In recent days, Islamophobia has surged at all levels of French society, from the interior minister, whoaccused halal food in supermarkets of fostering separatism, to the assailants who stabbed two Muslim women in headscarves near the Eiffel Tower.
Macron’s own strategy seems clear: to out-maneuver his far-right rival Marine Le Pen. His poor handling of the pandemic had already diminished his chances in the 2022 presidential election. Macron now hopes to bluster his way out of an existential crisis with appeals to France’s matchless grandeur.
He has a tradition of rousing rhetoric in this regard. Take, for instance, this declaration from Macron’s book “Révolution” in 2016: “In the spirit of France there is an aspiration to the universal that is at once an unceasing indignation at injustice and oppression, and a determination to tell others what we think of the world, here, now and on behalf of everyone.”
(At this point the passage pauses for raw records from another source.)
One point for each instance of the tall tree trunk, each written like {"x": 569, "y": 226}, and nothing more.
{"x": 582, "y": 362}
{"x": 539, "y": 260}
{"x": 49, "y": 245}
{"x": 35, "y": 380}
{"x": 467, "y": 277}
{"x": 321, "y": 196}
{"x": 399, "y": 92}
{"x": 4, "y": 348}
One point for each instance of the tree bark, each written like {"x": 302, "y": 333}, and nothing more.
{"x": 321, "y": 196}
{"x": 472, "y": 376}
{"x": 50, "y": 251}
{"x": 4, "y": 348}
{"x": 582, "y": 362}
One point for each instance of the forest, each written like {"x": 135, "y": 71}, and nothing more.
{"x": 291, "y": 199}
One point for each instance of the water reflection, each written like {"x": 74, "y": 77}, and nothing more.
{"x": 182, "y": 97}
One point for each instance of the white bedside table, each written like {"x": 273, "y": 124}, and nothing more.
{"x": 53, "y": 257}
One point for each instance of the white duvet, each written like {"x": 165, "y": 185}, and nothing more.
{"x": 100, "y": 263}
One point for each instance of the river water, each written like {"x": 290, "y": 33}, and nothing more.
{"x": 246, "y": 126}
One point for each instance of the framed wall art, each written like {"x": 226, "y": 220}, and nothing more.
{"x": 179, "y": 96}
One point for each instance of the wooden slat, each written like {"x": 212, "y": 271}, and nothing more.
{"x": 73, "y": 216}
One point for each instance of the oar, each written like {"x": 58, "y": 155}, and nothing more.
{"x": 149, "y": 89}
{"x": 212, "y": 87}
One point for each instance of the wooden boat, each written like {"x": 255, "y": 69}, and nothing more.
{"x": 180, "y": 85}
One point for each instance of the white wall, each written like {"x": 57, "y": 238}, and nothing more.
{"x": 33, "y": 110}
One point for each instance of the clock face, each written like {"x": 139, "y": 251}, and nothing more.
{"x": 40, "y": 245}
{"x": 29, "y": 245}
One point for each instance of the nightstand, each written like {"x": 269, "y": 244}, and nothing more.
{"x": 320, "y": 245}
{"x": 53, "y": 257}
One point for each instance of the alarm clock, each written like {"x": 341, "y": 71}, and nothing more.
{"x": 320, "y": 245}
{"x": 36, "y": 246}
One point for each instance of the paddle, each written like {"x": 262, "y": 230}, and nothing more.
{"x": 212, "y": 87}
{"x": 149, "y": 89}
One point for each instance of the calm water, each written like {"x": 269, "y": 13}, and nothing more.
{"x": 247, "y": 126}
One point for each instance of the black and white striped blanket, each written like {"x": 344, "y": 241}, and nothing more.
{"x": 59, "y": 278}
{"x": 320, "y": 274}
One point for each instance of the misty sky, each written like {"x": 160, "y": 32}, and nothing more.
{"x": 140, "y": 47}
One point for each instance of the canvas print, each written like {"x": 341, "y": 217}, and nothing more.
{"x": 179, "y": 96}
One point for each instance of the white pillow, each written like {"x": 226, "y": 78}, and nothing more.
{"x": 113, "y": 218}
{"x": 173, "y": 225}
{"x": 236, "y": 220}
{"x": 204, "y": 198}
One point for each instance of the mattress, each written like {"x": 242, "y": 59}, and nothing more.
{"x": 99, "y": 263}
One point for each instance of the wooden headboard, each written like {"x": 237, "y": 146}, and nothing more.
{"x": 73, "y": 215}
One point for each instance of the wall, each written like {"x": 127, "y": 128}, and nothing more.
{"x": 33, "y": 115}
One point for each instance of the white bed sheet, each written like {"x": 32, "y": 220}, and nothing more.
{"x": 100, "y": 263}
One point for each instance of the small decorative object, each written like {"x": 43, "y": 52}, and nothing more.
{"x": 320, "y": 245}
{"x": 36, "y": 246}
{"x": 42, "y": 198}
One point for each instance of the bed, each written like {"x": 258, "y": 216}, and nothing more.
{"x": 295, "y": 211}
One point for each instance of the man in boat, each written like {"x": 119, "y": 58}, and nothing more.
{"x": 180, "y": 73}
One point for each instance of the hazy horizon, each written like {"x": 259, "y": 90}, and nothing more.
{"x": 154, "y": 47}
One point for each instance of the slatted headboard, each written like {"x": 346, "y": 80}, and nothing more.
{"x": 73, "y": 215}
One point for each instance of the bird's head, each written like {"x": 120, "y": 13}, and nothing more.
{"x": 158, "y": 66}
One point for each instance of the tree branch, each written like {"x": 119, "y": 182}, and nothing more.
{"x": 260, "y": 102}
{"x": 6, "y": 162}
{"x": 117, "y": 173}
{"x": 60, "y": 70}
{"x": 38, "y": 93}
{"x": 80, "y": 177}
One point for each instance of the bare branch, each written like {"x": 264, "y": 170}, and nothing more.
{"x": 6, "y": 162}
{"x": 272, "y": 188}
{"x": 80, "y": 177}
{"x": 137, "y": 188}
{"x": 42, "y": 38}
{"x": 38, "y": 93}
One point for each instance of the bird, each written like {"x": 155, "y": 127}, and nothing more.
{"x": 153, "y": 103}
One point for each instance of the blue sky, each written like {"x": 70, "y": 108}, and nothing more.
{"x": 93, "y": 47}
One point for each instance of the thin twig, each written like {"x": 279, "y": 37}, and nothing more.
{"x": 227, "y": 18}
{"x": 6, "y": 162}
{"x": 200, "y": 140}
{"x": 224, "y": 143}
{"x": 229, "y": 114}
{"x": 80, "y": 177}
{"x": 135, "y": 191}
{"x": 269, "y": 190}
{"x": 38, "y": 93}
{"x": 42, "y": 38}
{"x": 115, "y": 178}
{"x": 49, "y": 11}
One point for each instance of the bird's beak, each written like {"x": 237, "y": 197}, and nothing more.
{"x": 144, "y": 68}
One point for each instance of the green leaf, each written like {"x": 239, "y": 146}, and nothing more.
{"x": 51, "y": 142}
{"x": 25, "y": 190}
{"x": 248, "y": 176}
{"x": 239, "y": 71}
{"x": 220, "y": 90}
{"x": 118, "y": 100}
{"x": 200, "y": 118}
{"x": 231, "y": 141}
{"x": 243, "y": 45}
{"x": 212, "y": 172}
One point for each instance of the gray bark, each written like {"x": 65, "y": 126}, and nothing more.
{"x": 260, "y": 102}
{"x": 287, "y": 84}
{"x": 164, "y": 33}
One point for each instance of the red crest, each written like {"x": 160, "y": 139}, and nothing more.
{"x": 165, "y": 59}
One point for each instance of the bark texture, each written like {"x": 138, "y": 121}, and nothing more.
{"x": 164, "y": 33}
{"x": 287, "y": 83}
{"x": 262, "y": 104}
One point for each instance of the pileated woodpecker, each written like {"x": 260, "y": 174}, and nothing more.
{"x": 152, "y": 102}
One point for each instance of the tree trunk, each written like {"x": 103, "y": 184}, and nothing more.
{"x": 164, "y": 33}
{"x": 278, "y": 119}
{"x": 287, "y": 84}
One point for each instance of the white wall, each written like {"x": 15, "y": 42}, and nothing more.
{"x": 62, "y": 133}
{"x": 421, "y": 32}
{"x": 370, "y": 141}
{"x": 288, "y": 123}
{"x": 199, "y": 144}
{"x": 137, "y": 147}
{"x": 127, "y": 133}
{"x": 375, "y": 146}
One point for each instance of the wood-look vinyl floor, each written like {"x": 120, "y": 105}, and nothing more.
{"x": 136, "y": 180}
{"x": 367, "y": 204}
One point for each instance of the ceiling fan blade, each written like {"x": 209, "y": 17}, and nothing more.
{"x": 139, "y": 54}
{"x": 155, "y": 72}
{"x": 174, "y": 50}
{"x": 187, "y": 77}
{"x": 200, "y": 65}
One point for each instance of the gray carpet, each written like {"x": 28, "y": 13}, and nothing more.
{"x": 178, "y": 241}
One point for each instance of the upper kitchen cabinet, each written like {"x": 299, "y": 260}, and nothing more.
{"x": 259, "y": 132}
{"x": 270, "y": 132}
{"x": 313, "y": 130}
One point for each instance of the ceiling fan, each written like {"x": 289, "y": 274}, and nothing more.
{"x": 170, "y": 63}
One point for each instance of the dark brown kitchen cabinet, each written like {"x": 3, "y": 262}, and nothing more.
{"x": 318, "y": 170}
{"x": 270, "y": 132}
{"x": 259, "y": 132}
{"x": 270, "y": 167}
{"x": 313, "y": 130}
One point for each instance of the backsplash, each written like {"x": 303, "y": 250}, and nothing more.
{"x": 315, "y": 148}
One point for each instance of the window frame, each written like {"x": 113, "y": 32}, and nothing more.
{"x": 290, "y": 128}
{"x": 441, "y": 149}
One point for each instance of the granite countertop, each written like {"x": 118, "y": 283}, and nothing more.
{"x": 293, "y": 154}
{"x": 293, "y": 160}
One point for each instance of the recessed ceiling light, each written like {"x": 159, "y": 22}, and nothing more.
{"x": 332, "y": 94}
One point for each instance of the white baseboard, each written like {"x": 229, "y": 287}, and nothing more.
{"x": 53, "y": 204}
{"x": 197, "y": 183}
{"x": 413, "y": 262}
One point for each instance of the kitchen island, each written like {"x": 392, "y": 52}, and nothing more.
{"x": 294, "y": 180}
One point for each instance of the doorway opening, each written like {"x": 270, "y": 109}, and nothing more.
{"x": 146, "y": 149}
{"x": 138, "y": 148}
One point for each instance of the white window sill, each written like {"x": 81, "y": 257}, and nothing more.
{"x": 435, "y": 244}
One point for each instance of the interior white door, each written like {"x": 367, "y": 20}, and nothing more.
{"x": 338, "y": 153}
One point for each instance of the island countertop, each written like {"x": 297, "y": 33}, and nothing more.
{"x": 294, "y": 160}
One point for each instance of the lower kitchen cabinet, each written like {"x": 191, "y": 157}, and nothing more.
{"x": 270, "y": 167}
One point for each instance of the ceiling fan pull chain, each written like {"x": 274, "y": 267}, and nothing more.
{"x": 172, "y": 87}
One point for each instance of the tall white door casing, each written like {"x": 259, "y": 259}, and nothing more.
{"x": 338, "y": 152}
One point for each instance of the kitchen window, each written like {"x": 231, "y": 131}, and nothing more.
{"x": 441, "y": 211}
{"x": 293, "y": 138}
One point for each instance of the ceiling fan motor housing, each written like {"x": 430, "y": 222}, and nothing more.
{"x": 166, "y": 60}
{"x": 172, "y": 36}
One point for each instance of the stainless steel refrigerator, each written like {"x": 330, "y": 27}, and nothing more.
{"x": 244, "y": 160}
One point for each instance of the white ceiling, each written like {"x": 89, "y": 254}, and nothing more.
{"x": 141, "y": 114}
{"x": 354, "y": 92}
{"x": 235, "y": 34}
Macron doesn’t seem to have considered a basic problem: Most people in the world today do not much care what the French think of them. Assertions such as the 2007 claim by his predecessor Nicolas Sarkozy that “the African has not fully entered history,” or Macron’s own remarks in 2017 that Africa had an intransigent “civilizational” problem, stemming from African women who breed “7 to 8 children,” have not given those people much reason to reconsider their disdain.
Taking up the white man’s burden abroad, Macron seems oblivious to a deepening problem at home: The old French model, which claimed to be universal and superior to all social systems, is disastrously unsuited to an increasingly multi-ethnic and multi-racial society.